The excess cash flow sweep remained at 75%.

These modifications were not completely unexpected as some investors were already talking last week about expectations that the first lien would come in at 300 over and the second lien would flex up.

Berkline/BenchCraft's now $195 million facility also contains a $35 million revolver (B1/B+).

Allocations are expected to go out next week.

Goldman Sachs is the lead bank on the refinancing and dividend deal for the Morristown, Tenn., manufacturer of residential stationary and motion upholstery furniture.

Texas Genco launch pushed out

Texas Genco Holdings Inc.'s bank meeting to launch its proposed $2.2 billion credit facility to retail investors has been postponed to sometime during the week of Nov. 1 from the previously expected Oct. 25 date, according to a market source. The deal already launched to senior managing agents on Oct. 12.

Goldman Sachs, Deutsche Bank, Morgan Stanley and Citigroup are lead banks on the deal, with Goldman listed on the left.

The facility consists of a $325 million five-year revolver, a $200 million five-year letter-of-credit facility, a $900 million seven-year term loan B, a $475 million seven-year delayed-draw term loan B and a $300 million five-year "special" letter-of-credit facility.

Price talk on the tranches is expected to come out when ratings come out.

Proceeds, combined with proceeds from a proposed bond deal, will be used to help fund GC Power Acquisition LLC's acquisition of Texas Genco from CenterPoint Energy Inc. for about $3.65 billion in cash.

GC Power Acquisition LLC is a newly formed entity owned in equal parts by affiliates of The Blackstone Group, Hellman & Friedman LLC, Kohlberg Kravis Roberts & Co. LP, and Texas Pacific Group.

The transaction, subject to customary regulatory approvals, will be accomplished in two steps. The first step, expected to be completed in the fourth quarter of 2004, involves Texas Genco's purchase of the 19% of its shares owned by the public for $47 per share, followed by GC Power Acquisition's purchase of a Texas Genco unit that will be formed to own its coal, lignite and gas-fired generation plants.

The second step, which is expected to take place in the first quarter of 2005 following receipt of approval by the Nuclear Regulatory Commission, GC Power Acquisition will complete the acquisition of Texas Genco, the principal remaining asset of which will then be Texas Genco's interest in the South Texas Project nuclear facility.

Texas Genco is a Houston wholesale electric power generating company.

Cooper-Standard moved to November

Cooper-Standard Automotive's proposed credit facility is now estimated to launch during the week of Nov. 1, not in October as was previously expected, according to a market source. Deutsche Bank and Lehman Brothers are joint lead arrangers and joint bookrunners on the deal, with Deutsche listed on the left. Goldman Sachs and UBS are co-documentation agents.

Currently, the contemplated structure of the facility is a $500 million term loan B talked in the Libor plus 275 basis points context and a $125 million revolver.

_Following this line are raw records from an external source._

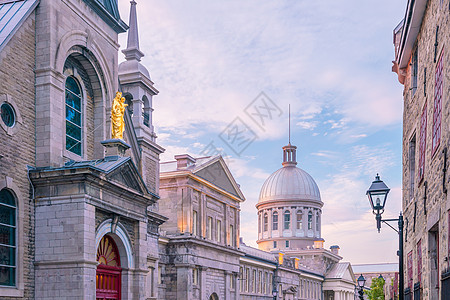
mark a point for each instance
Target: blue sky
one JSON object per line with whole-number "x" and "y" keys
{"x": 330, "y": 60}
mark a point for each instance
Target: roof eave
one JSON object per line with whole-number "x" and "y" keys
{"x": 413, "y": 21}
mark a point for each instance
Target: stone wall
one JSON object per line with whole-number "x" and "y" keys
{"x": 18, "y": 144}
{"x": 425, "y": 204}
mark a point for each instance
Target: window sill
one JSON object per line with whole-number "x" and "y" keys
{"x": 11, "y": 291}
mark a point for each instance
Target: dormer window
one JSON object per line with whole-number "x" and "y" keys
{"x": 74, "y": 116}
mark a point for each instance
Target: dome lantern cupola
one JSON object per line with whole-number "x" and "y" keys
{"x": 289, "y": 156}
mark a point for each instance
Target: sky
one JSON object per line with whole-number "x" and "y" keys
{"x": 227, "y": 72}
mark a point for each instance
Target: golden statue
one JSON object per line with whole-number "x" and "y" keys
{"x": 117, "y": 113}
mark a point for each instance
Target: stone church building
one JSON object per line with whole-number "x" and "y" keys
{"x": 84, "y": 216}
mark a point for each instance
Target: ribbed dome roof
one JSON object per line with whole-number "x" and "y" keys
{"x": 289, "y": 183}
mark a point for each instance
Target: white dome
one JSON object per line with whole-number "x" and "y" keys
{"x": 289, "y": 183}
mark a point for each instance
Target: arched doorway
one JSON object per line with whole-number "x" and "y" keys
{"x": 214, "y": 297}
{"x": 108, "y": 279}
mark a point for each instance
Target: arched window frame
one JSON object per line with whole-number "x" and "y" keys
{"x": 18, "y": 289}
{"x": 299, "y": 220}
{"x": 73, "y": 150}
{"x": 310, "y": 220}
{"x": 275, "y": 220}
{"x": 266, "y": 222}
{"x": 287, "y": 220}
{"x": 317, "y": 222}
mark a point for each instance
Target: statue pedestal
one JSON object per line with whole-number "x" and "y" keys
{"x": 115, "y": 147}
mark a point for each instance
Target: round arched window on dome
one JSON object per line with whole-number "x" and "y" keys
{"x": 299, "y": 220}
{"x": 275, "y": 220}
{"x": 266, "y": 222}
{"x": 310, "y": 221}
{"x": 287, "y": 220}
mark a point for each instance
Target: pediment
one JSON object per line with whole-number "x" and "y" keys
{"x": 216, "y": 172}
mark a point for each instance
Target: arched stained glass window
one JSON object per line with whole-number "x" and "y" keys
{"x": 74, "y": 116}
{"x": 8, "y": 245}
{"x": 266, "y": 222}
{"x": 299, "y": 220}
{"x": 275, "y": 220}
{"x": 317, "y": 222}
{"x": 309, "y": 220}
{"x": 287, "y": 219}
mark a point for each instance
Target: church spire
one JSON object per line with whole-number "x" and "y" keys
{"x": 289, "y": 151}
{"x": 132, "y": 52}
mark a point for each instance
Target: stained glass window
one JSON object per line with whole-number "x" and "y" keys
{"x": 7, "y": 238}
{"x": 73, "y": 116}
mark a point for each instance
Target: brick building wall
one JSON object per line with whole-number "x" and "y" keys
{"x": 18, "y": 147}
{"x": 425, "y": 200}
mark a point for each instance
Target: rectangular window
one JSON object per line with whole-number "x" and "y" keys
{"x": 260, "y": 282}
{"x": 412, "y": 166}
{"x": 247, "y": 280}
{"x": 219, "y": 231}
{"x": 194, "y": 222}
{"x": 275, "y": 221}
{"x": 232, "y": 241}
{"x": 210, "y": 228}
{"x": 287, "y": 220}
{"x": 419, "y": 261}
{"x": 414, "y": 69}
{"x": 437, "y": 108}
{"x": 410, "y": 270}
{"x": 422, "y": 142}
{"x": 195, "y": 276}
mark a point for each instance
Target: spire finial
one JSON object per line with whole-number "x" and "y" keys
{"x": 289, "y": 123}
{"x": 133, "y": 52}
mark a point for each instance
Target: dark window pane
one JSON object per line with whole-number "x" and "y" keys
{"x": 73, "y": 131}
{"x": 73, "y": 145}
{"x": 7, "y": 215}
{"x": 7, "y": 256}
{"x": 8, "y": 115}
{"x": 73, "y": 116}
{"x": 73, "y": 101}
{"x": 7, "y": 235}
{"x": 72, "y": 85}
{"x": 7, "y": 197}
{"x": 7, "y": 276}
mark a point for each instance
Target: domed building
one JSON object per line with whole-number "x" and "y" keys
{"x": 289, "y": 208}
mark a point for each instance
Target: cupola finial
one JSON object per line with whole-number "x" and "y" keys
{"x": 289, "y": 151}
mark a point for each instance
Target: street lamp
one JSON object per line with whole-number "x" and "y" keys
{"x": 274, "y": 293}
{"x": 377, "y": 194}
{"x": 361, "y": 282}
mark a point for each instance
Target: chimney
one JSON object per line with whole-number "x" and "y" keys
{"x": 184, "y": 161}
{"x": 335, "y": 249}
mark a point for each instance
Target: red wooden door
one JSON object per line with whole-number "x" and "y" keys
{"x": 108, "y": 279}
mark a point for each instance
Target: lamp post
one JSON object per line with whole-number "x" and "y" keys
{"x": 361, "y": 282}
{"x": 274, "y": 293}
{"x": 377, "y": 194}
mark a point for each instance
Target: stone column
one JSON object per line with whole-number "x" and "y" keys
{"x": 203, "y": 272}
{"x": 228, "y": 275}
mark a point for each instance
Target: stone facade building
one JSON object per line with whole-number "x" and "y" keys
{"x": 84, "y": 216}
{"x": 421, "y": 63}
{"x": 76, "y": 219}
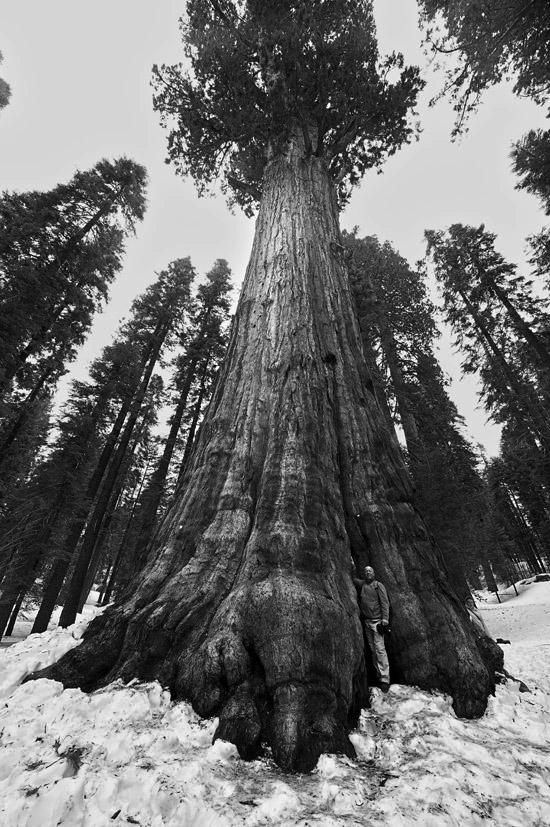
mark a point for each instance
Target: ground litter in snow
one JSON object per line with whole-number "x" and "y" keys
{"x": 127, "y": 755}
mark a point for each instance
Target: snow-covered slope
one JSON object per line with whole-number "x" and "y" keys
{"x": 127, "y": 755}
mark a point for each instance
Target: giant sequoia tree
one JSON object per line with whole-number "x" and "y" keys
{"x": 248, "y": 607}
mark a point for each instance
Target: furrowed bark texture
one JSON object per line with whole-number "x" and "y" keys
{"x": 248, "y": 608}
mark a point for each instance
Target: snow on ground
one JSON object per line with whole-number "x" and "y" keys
{"x": 127, "y": 755}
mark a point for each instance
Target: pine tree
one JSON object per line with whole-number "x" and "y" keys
{"x": 59, "y": 252}
{"x": 5, "y": 91}
{"x": 492, "y": 40}
{"x": 247, "y": 607}
{"x": 204, "y": 345}
{"x": 397, "y": 324}
{"x": 483, "y": 299}
{"x": 156, "y": 317}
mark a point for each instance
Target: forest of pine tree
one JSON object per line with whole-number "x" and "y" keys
{"x": 219, "y": 474}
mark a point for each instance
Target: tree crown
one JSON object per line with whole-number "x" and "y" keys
{"x": 257, "y": 71}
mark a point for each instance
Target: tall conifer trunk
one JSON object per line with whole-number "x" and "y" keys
{"x": 248, "y": 608}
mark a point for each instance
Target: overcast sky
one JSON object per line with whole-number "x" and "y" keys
{"x": 80, "y": 75}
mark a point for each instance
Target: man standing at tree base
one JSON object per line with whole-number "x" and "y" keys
{"x": 375, "y": 611}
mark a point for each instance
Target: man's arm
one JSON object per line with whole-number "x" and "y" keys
{"x": 384, "y": 603}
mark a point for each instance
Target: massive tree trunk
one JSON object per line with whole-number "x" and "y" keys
{"x": 248, "y": 608}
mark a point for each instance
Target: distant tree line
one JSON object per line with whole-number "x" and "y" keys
{"x": 81, "y": 493}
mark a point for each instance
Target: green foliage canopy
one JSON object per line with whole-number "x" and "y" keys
{"x": 493, "y": 40}
{"x": 255, "y": 71}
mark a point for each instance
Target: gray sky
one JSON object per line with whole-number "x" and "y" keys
{"x": 80, "y": 74}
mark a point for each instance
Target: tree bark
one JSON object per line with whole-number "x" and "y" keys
{"x": 248, "y": 608}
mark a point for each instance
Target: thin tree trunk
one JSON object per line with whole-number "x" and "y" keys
{"x": 190, "y": 441}
{"x": 539, "y": 424}
{"x": 24, "y": 411}
{"x": 248, "y": 608}
{"x": 19, "y": 361}
{"x": 93, "y": 527}
{"x": 522, "y": 327}
{"x": 51, "y": 593}
{"x": 15, "y": 611}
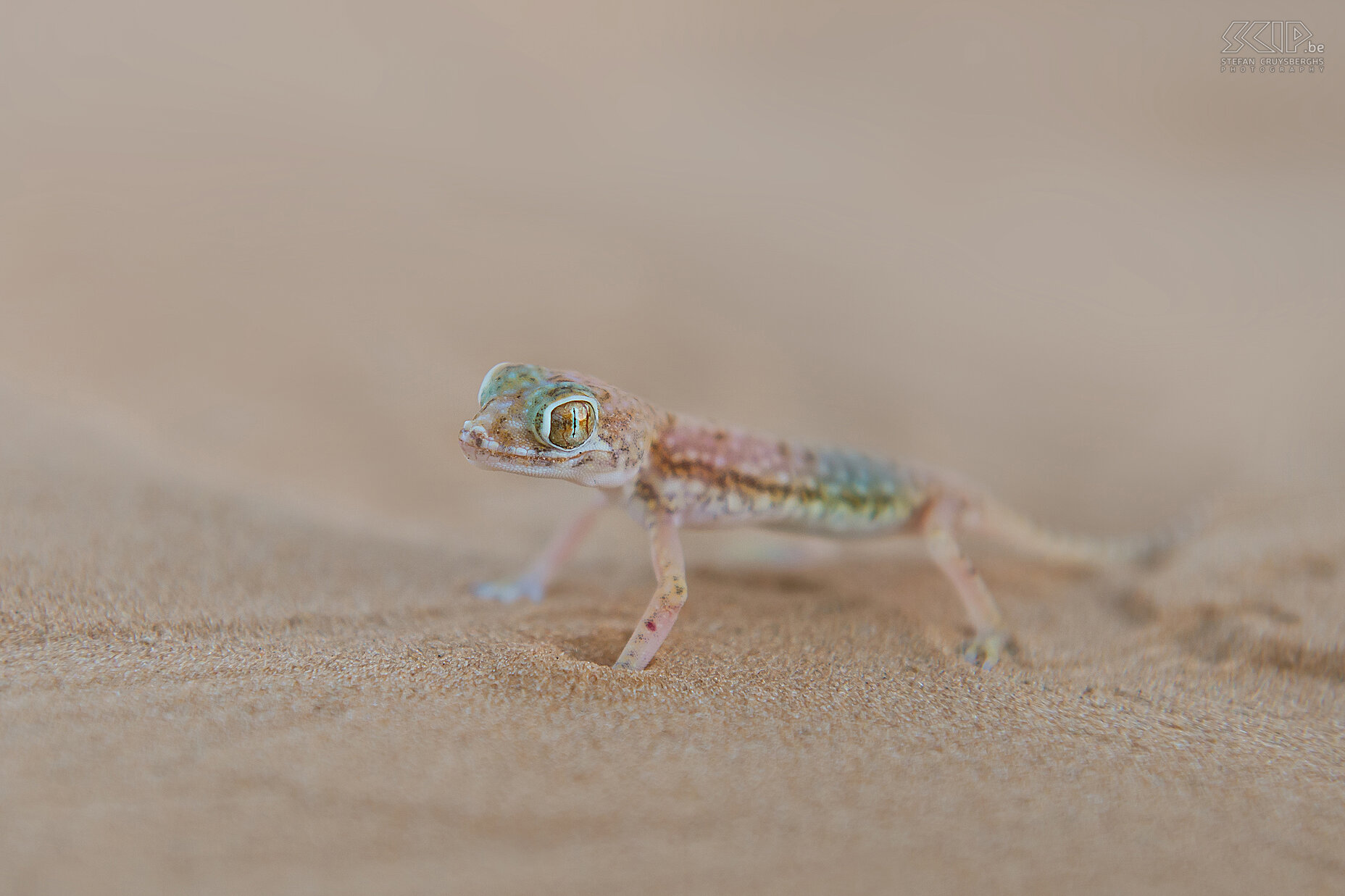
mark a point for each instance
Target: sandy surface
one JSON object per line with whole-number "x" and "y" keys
{"x": 253, "y": 265}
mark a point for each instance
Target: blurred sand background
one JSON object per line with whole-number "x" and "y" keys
{"x": 254, "y": 260}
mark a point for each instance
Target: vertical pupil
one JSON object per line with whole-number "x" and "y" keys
{"x": 570, "y": 424}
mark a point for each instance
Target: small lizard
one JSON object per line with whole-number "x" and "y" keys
{"x": 670, "y": 472}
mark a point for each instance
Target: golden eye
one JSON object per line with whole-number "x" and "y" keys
{"x": 568, "y": 423}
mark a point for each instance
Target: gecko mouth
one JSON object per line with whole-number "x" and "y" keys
{"x": 480, "y": 448}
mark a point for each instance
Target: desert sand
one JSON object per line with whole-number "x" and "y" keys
{"x": 254, "y": 261}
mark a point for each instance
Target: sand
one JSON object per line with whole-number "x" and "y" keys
{"x": 253, "y": 267}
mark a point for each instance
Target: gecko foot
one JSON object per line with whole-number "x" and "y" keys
{"x": 507, "y": 593}
{"x": 986, "y": 649}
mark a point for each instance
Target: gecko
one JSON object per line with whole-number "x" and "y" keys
{"x": 672, "y": 472}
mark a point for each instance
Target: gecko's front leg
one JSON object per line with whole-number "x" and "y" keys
{"x": 670, "y": 569}
{"x": 939, "y": 527}
{"x": 533, "y": 583}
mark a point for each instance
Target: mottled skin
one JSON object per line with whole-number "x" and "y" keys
{"x": 672, "y": 472}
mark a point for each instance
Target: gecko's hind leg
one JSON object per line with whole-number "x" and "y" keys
{"x": 667, "y": 600}
{"x": 534, "y": 580}
{"x": 939, "y": 529}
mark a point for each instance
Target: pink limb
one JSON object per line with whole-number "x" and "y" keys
{"x": 939, "y": 525}
{"x": 533, "y": 583}
{"x": 670, "y": 569}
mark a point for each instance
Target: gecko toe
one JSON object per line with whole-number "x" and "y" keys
{"x": 988, "y": 649}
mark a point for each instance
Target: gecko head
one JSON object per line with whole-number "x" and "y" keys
{"x": 561, "y": 425}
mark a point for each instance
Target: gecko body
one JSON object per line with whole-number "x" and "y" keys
{"x": 672, "y": 472}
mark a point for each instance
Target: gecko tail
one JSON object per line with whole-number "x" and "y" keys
{"x": 1008, "y": 527}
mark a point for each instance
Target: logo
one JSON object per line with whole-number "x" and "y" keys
{"x": 1277, "y": 46}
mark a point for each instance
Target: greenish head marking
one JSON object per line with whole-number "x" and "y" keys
{"x": 507, "y": 377}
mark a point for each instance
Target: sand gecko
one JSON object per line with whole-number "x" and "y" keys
{"x": 670, "y": 472}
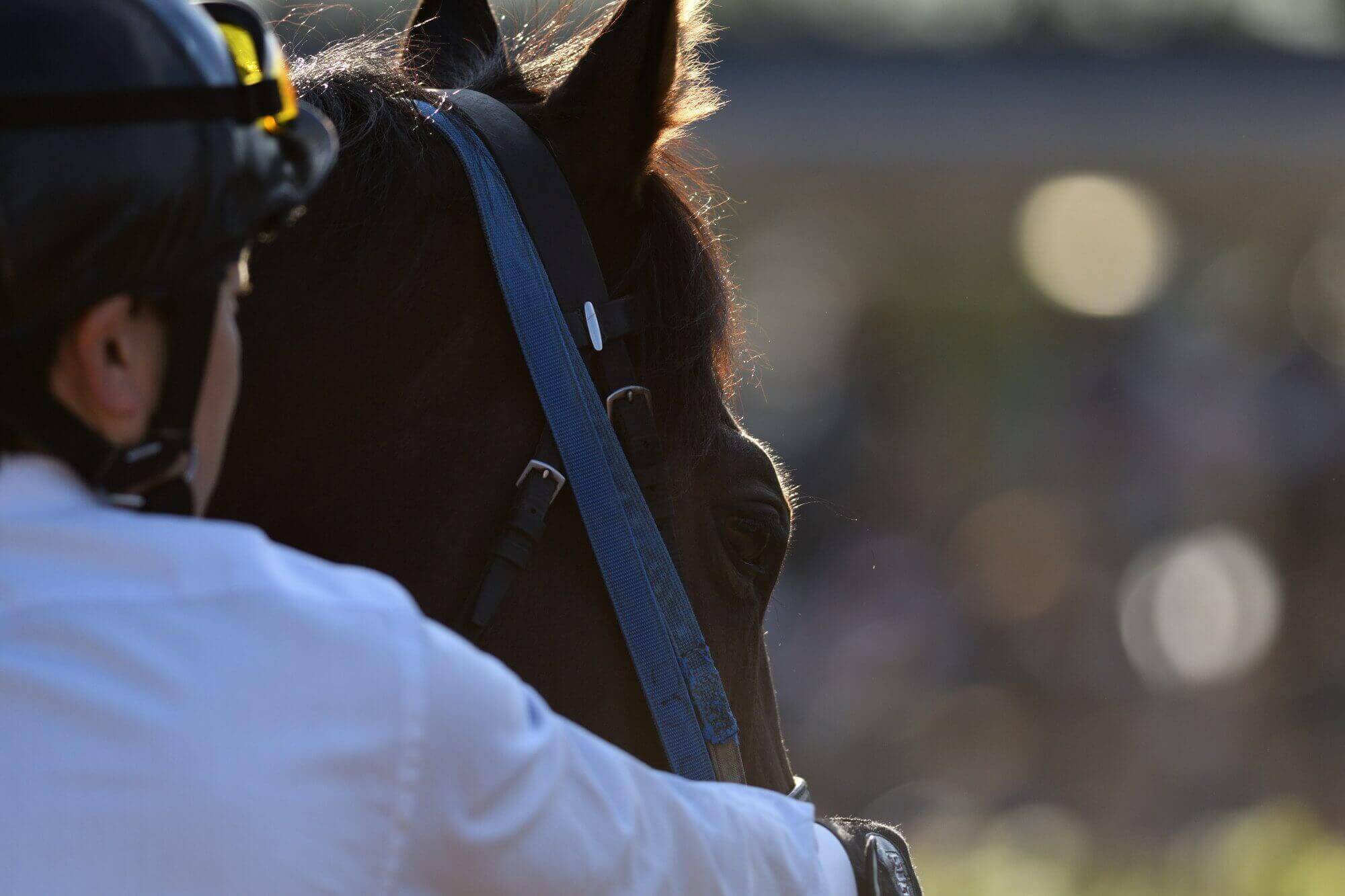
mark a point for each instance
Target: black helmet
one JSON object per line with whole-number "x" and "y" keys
{"x": 143, "y": 143}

Proceeds will be used to help fund the acquisition of Cooper-Standard by an entity formed by The Cypress Group and Goldman Sachs Capital Partners from Cooper Tire & Rubber Co. for about $1.165 billion in cash.

As part of the LBO financing package, Cooper-Standard also plans on approaching the high-yield market with a bond offering that is estimated to be sized at $400 million via joint book running managers Deutsche Bank, Lehman Brothers, Goldman Sachs and UBS, the source added.

The transaction, which is subject to financing and regulatory approvals, is expected to close in the fourth quarter.

Cooper-Standard Automotive is a Novi, Mich.-based manufacturer of fluid handling systems, body sealing systems, and active and passive vibration control systems, primarily for automotive original equipment manufacturers.